We believe these results form a good substrate for work on object
recognition as well as figure-ground processing.
RESULTS WITH COMBINED
CUES OF TEXTURE AND CONTOUR
(as of 11 Nov 1999)
Overview
Early and intermediate level visual processing can be modeled as a
multi stage process. The image is first processed by spatiotemporal
receptive fields tuned to orientation, spatial frequency, opponent
color, and short-range motion. This is followed by a grouping stage
resulting in the formation of regions of coherent brightness, color
and texture. Call these 'proto-surfaces'. We model this as a process
of finding a partition of the image into regions such that there is
high similarity within a region and low similarity across
regions.
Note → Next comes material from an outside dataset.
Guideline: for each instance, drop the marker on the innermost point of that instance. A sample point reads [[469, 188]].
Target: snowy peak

This is made precise as the Normalized cut criterion
which can be optimized by solving a generalized eignevalue
problem. The resulting eigenvectors provide a herarchical partitioning
of the image into regions ordered according to salience. Brightness,
color, texture, motion similarity, proximity and good continuation can
all be encoded into this framework. We have demonstrated results using
these multiple cues for segmenting arbitrary gray-level images.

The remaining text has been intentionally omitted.